Abstract: We systematically study the short range spectral fluctuation properties of three non-hermitian spin chain hamiltonians using complex spacing ratios. In particular we focus on the non-hermitian version of the standard one-dimensional anisotropic XY model having intrinsic rotation-time-reversal ($\mathcal{RT}$) symmetry that has been explored analytically by Zhang and Song in [Phys.Rev.A {\bf 87}, 012114 (2013)]. The corresponding hermitian counterpart is also exactly solvable and has been widely employed as a toy model in several condensed matter physics problems. We show that the presence of a random field along the $x$-direction together with the one along $z$ facilitates integrability and $\mathcal{RT}$-symmetry breaking leading to the emergence of quantum chaotic behaviour indicated by a spectral crossover resembling Poissonian to Ginibre unitary ensemble (GinUE) statistics of random matrix theory.

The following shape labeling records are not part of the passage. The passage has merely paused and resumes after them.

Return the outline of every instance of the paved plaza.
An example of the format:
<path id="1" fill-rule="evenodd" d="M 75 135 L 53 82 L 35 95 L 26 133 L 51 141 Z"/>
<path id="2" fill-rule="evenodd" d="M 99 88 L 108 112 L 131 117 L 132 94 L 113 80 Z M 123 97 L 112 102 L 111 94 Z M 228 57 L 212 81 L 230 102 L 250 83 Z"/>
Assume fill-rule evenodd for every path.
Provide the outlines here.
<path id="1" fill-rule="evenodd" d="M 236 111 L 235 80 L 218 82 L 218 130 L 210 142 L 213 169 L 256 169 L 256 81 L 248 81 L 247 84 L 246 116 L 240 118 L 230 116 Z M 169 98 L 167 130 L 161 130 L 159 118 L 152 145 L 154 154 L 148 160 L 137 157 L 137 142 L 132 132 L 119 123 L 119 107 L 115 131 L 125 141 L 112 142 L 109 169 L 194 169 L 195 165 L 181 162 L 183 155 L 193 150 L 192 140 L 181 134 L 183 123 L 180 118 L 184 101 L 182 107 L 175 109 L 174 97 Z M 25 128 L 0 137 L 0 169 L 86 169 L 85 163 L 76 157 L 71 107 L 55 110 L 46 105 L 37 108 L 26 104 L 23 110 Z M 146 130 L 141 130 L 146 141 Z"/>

Additionally, we consider two $n \times n$ dimensional phenomenological random matrix models in which, depending upon crossover parameters, the fluctuation properties measured by the complex spacing ratios show an interpolation between 1D-Poisson to GinUE and 2D-Poisson to GinUE behaviour. Here 1D and 2D Poisson correspond to real and complex uncorrelated levels, respectively.